Tailgate: Dutch Road Rage

Remember when your gruff driver’s ed. teacher told you to “drive defensively?” That was good advice. Dutch father Hans does not follow it, even though he has his whole family in the car. As a result, he inspires homicidal road rage from a serial killer in Lodewijk Crijns’ Tailgate, which releases theatrically and digitally tomorrow.

Hans is pretty frazzled by his nagging wife Diana and bratty young daughters Milou and Robine. He is also less than thrilled to be going to lunch with his scoldy mother and his mildly dementia-suffering father.

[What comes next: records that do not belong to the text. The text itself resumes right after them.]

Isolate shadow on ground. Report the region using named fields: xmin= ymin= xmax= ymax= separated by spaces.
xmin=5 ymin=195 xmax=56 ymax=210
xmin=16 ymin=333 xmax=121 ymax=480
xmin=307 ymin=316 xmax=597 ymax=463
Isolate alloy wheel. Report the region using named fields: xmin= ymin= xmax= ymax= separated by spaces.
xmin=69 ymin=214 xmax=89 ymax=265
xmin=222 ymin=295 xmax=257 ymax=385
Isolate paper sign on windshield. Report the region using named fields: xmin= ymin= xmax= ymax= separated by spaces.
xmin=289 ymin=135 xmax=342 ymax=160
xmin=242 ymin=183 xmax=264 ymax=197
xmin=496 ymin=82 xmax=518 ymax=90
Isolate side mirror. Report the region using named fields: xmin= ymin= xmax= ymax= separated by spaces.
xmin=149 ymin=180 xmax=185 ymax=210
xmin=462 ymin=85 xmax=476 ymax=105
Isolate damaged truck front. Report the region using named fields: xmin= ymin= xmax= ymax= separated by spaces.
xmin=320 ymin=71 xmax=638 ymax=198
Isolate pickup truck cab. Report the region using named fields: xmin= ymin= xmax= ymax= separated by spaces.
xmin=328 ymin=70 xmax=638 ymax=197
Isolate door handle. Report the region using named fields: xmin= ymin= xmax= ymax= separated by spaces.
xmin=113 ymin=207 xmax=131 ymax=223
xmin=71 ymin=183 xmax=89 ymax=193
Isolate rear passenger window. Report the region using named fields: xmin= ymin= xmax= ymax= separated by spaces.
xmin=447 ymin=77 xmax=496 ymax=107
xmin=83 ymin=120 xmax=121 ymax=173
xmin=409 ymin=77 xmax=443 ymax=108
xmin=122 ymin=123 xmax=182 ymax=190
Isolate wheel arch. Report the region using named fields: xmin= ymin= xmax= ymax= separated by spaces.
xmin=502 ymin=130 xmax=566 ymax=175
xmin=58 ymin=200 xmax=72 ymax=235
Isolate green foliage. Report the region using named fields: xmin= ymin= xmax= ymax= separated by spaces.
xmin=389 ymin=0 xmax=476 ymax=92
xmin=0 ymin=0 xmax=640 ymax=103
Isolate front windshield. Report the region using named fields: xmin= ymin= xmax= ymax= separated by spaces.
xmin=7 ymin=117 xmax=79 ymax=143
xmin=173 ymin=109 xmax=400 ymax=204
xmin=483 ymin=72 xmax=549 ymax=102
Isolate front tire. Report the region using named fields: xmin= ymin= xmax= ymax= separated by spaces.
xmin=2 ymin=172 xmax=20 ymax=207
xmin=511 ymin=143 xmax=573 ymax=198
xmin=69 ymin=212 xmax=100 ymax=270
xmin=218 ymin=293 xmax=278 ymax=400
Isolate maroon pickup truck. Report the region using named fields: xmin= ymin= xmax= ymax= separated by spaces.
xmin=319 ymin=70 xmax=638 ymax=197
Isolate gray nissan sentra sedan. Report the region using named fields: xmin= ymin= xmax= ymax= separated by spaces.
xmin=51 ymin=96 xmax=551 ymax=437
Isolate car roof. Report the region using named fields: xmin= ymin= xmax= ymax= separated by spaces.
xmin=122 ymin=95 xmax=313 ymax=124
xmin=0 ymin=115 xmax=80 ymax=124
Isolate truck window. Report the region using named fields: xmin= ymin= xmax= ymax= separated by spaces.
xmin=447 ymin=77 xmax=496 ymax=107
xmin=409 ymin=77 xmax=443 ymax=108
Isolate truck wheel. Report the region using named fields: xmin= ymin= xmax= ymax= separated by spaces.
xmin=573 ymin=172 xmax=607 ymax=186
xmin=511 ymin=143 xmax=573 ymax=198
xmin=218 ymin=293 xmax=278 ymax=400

Hans is spoiling or a fight, so when “Ed the Exterminator” takes exception to his tailgating at a rest stop, the frazzled father refuses to apologize or back down.

Unbeknownst to Hans, Ed is experienced at running people off the road and he is fully loaded with pesticide that is toxic to humans. The psychopath isn’t squeamish when it comes to menacing the kids along with the adults, but he rather annoyingly persists in lecturing them on their poor parenting (which admittedly seems to be somewhat valid), in between his acts of violence.

The prospect of watching an innocent family getting terrorized is not so appetizing, so Crijns tries to balance the heat with acid by making Hans abrasively obnoxious. Unfortunately, that just makes the film thoroughly unpleasant, in nearly every way.

Arguably, Jeroen Spitzenberger is quite effective as Hans, because he makes viewers want to kill him too. The same is true to a lesser degree for Anniek Pheifer as Diana. You would think the serial killer stalking them would stop the dysfunctional couple from bickering for ten seconds, but apparently not. On the other hand, Willem de Wolf is credibly hulking, but problematically nondescript as the killer.

Frustratingly, much of Crijns’ screenplay hinges on Hans and Diana being too panicked to think straight or handle simple tasks, like placing 911 calls. That might realistic in theory, but it gets repetitive, contrived, and tiresome in practice.

Tailgate
is so mean-spirited and nihilistic, it just couldn’t end soon enough. There is nothing fun about the film, and it isn’t stylistically distinctive. Not recommended, Tailgate releases tomorrow (7/30) in real and virtual theaters, as well as on VOD platforms.